The dining room has a miniaturist made console radio with bar. The table is Adda-Room and is a part of a whole set of tubular furniture. The top is made of transparent yellow celluloid. The chairs are Kage. The picture above the radio is a framed vintage match box cover of an elephant.
The bedroom furniture is burled walnut and tubular, also made by the German manufacturer Hermann Rolke. The picture is a hand painted modernist painting of a lady that I bought on Ebay. The cheval mirror is handmade. The table lamps are modern, though I painted the bases silver.
The kitchen has a Strombecker refrigerator and a partial set of mystery furniture I found on Ebay. The pieces are very detailed in decals and very unusual. I would guess they are from the 1920s. Because of the round light that I made using plastic rings and tissue paper and the round window, there isn't a lot of room in the kitchen. So I painted a small table I had, to provide some counter space!

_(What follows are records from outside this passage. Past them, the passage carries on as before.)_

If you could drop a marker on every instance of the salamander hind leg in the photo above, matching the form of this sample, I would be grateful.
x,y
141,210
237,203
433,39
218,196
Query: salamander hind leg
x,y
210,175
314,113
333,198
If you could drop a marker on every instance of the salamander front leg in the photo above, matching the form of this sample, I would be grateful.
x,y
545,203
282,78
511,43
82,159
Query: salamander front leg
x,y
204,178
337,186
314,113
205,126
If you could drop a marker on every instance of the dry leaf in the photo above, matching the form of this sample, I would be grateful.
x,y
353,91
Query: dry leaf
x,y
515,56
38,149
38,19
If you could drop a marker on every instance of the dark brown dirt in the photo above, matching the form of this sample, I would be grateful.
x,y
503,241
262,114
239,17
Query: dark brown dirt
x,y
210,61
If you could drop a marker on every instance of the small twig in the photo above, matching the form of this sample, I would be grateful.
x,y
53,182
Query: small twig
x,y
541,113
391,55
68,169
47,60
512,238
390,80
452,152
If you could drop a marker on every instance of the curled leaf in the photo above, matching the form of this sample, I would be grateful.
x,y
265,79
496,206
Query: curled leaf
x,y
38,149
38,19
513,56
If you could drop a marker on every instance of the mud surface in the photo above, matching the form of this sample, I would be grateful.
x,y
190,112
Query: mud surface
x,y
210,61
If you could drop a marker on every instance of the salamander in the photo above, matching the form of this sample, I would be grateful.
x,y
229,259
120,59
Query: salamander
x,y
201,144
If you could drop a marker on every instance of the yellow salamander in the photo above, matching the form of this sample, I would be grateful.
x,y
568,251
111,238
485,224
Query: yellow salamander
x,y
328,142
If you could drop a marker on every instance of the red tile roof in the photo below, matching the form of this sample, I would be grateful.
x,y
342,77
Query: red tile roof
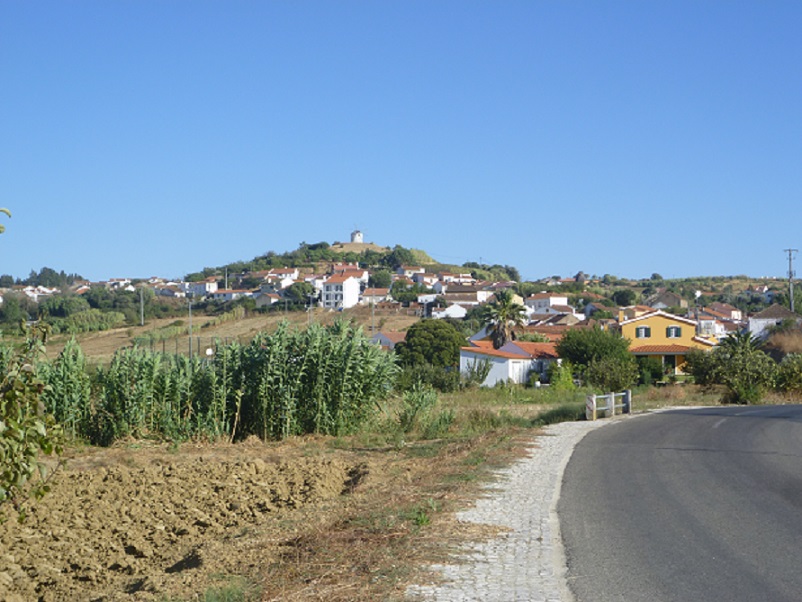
x,y
494,353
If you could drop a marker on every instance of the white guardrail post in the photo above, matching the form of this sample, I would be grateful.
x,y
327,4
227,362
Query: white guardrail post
x,y
590,407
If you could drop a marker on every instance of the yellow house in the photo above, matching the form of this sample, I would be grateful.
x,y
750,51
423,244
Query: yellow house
x,y
665,336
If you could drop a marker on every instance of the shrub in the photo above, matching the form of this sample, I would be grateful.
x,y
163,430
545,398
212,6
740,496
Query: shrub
x,y
789,374
650,369
26,430
702,366
416,403
445,380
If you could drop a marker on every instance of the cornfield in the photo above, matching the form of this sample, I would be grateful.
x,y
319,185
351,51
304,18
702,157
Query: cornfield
x,y
325,380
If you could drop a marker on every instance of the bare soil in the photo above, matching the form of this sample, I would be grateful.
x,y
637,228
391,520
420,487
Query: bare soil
x,y
299,520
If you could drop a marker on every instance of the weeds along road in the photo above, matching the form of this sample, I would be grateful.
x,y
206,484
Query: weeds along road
x,y
687,505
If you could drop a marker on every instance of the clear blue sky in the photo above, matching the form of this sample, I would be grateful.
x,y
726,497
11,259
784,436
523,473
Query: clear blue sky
x,y
156,138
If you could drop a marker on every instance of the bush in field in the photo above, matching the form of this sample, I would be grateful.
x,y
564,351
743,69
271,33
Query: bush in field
x,y
650,369
26,430
582,346
702,365
612,373
90,320
789,374
561,376
416,404
476,372
67,396
441,378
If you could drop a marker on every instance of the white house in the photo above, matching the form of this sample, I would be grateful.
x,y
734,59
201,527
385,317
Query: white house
x,y
452,311
388,339
543,303
374,295
773,315
202,288
340,292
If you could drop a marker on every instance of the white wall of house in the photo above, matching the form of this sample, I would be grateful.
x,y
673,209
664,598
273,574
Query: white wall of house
x,y
501,369
340,293
452,311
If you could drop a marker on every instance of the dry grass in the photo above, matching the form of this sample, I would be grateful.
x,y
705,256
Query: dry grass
x,y
100,347
384,538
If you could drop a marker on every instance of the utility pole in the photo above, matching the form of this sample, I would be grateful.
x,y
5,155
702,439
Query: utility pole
x,y
791,253
190,328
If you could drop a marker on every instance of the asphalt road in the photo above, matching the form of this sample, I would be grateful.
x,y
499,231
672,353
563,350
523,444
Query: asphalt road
x,y
699,505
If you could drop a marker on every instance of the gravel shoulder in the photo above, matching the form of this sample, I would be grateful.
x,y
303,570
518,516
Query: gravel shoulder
x,y
525,561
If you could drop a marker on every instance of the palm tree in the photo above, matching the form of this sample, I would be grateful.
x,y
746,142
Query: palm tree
x,y
501,316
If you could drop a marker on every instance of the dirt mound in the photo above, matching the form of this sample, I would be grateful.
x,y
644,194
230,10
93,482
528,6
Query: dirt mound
x,y
149,524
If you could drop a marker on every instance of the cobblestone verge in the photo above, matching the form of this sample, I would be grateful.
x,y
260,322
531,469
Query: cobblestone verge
x,y
525,562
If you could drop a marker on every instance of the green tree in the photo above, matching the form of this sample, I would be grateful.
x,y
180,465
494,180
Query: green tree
x,y
743,368
62,306
582,346
434,342
501,316
612,373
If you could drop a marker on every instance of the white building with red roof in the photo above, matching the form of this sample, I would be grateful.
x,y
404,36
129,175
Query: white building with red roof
x,y
340,291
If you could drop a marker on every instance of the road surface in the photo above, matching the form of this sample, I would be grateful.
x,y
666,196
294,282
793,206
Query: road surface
x,y
687,505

The roof garden has a trellis and train-layout plants. I have added an unidentified piece of machinery by the elevator exterior, with the thought that is looked like it had the power to actually run an elevator.
The interior of the apartment was successfully illuminated.....
.....and also the exterior!
This dollhouse was one hassle! I guess I didn't plan too well as I kept having to re-make, re-paint, re-wallpaper, re-build, and re-think the whole project. A word to the wise? Still all's well that ends well and this will be a furnished keeper!
Thank you George
for sharing your amazing creation with us!